We are excited to announce the GA of IBM Big Replicate 2.1.2.
What is IBM Big Replicate?
IBM Big Replicate ensures business continuity by providing active-active data replication capability for your Big Data environment. Big Replicate enables data replication for Hadoop and cloud object stores with data consistency.
What’s new with this release?
1. New Platform Supported
Big Replicate 2.1.2 has added support for the following new platforms since Big Replicate 2.1.1
- -CDH 5.12
- -CDH 5.11
- -HDP 2.6.2
2. Notable New Features
This release includes the following major new features.
Big Replicate Kernel and Performance
Extensive improvements have been made in the core engine that is now referred to as Fusion Kernel.
Testing that spans a variety of load types shows throughput improvements and memory requirements reduced. Users can expect benefits ranging from 40% to 75% compared to previous releases.
Replication Memberships
Replication rule creation is simplified by the removal of the membership concept.
Memberships were used in previous versions of IBM Big Replicate has been replaced by simpler priority selection among zones, and the ability to control specific Big Replicate server roles in each zone. Memberships no longer need to be created, and there is no need to remove memberships that may no longer be in use by replication rules.
Non-Blocking Consistency Check
Consistency checks provide a mechanism to determine if there are any differences in the state of content within the scope of a replication rule. In earlier versions, during a consistency check, no change could be made via Big Replicate to the content being checked to ensure that the results of the check remain valid.
This release introduces an alternative, non-blocking consistency check that allows information on consistency state to be determined without blocking other activity while the check is underway. It takes advantage of tracking the state of changes to content under check during execution, and produces information for each item checked that covers the states: consistent, not-consistent, potentially inconsistent.
Bulk Replication Rules
Multiple replication rules can be created at the same time when they share attributes other than file system location.
Sidelining
IBM Big Replicate versions before 2.1.2 included a feature called “sidelining”. This allowed Big Replicate nodes that had fallen behind the agreement processing being performed among the network of nodes to a configurable degree to be sidelined, such that would no longer participate in agreement processing. The benefit of this approach was to ensure the overall health of a network under memory-constrained conditions, where the slow processing speed of an individual node was prevented from halting progress of the entire network.
A sidelined node required an intrusive process (“unsidelining”) to bring it back into the network to continue processing agreements.
IBM Big Replicate 2.1.2 supports operation in a manner that eliminates the potential for sidelining when nodes exceed memory constraints for agreement processing.
Logging
IBM Big Replicate logging has been changed.

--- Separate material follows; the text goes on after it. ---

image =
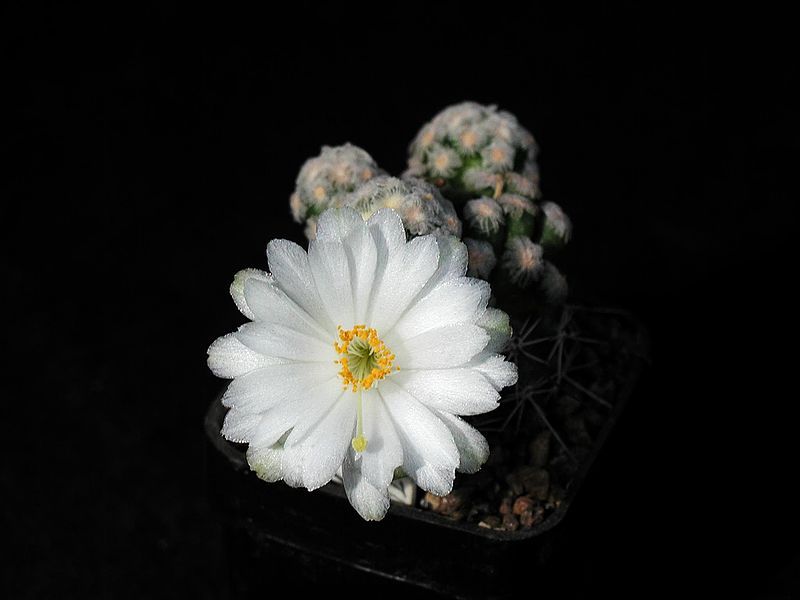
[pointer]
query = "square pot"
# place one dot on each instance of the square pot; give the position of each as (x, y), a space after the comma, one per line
(274, 526)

Where the Big Replicate server logged information to a set of rolling log files in /var/log/fusion/server named fusion-dcone.log.
Big Replicate client logging is disabled by default and can be re-enabled through the Settings > Log Settings view.

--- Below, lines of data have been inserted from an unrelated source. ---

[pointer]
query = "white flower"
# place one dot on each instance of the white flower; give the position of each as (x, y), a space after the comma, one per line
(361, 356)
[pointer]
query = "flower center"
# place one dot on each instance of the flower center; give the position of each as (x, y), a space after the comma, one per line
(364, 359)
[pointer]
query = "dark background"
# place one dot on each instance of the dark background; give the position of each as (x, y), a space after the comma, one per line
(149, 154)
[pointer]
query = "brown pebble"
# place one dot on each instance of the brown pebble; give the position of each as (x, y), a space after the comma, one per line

Non-Coordinated Notification of File Content
This version of IBM Big Replicate does not use coordinated activities to communicate information among zones about the availability of new file content. This removes a significant portion of communication through the Big Replicate Kernel related to progress in writing file content and reduces the overall load on the coordination engine as a result.
Broader HDFS API Support
The set of HDFS API methods that were not previously coordinated by Big Replicate is extended with the inclusion of support for:
public void concat(Path trg, Path[] psrcs)
public boolean mkdir(Path f, FsPermission permission)

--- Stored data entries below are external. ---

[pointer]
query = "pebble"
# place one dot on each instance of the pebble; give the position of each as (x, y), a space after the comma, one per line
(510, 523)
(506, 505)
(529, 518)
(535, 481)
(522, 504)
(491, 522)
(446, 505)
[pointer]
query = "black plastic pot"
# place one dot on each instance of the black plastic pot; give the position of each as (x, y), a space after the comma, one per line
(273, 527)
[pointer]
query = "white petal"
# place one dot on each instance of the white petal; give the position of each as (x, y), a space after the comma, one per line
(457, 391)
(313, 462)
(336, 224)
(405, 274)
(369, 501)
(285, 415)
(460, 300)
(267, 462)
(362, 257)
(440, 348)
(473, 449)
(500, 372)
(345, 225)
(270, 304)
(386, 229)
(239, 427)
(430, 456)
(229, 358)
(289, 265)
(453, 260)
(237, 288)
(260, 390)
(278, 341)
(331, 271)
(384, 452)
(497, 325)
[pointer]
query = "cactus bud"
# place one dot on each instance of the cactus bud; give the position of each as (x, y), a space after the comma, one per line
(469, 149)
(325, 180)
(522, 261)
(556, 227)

public FSDataOutputStream append(Path f, final EnumSet
public FSDataOutputStream create(Path f, FsPermission permission, EnumSet
public FSDataOutputStream create(Path f, FsPermission permission, EnumSet
public HdfsDataOutputStream create(final Path f, final FsPermission permission, final boolean overwrite, final int bufferSize, final short replication, final long blockSize, final Progressable progress, final InetSocketAddress[] favoredNodes)
public void rename(Path src, Path dst, Rename… options)